Proper solution, of course, is to drop all these group identities - reduce skin color, etc. to the status of that genetic factor that lets you roll your tongue or not, and just be one big group of thinking animals, but if we do that then we can't have as many Metatalk shitshows.
posted by TheOnlyCoolTim at 9:37 PM on January 23, 2008


Maybe race is just not the right word, aside from being so loaded. Maybe it's something on a somewhat grander scale than "all the Joneses are great musicians" and on a somewhat smaller scale than those grand racial stereotypes that we've all rightly been taught to abhor. It's pretty clear that certain traits are clustered in different ways and I don't see that it's inappropriate to explore that and talk about it.
posted by padraigin at 9:41 PM on January 23, 2008


I think it was Steven Jay Gould who pointed out that the genetic variation within racial groups is far, far greater than the average differences between any racial groups. In other words, race is a useless predictor of individual characteristics in any sphere.

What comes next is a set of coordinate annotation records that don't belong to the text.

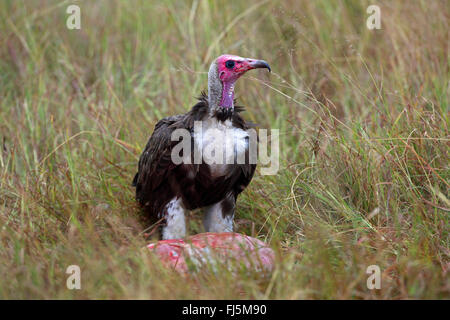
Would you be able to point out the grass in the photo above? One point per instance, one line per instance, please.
(363, 119)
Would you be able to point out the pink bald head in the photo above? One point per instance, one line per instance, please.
(229, 69)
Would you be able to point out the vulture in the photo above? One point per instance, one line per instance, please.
(166, 189)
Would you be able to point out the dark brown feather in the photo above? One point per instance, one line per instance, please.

PBS has a good visual race test that makes this point nicely on the basis of facial appearance. Race is such a poor predictor of individual characteristics that you can't even tell what someone's race is by looking at them -- a lesson I've learned in real life more than once.
posted by dylan20 at 9:44 PM on January 23, 2008


I think it's impossible to make a cogent argument about it until a good scientific definition of "intelligence,"

i'd go for "intelligence = any species that doesn't push itself and the world it lives in to the brink of extinction", except that that would make us the only non-intelligent species on earth
posted by pyramid termite at 9:47 PM on January 23, 2008


If race weren't an issue that was so easily used to create bias, how would we classify different groups of people on a scientific level? Example, say you were an alien studying humans on earth and used the same methodology we do, but with nothing to gain or lose based on "race". (the only unbiased hypothetical I can come up with). What would be said about human genetics, evolution and population dynamics?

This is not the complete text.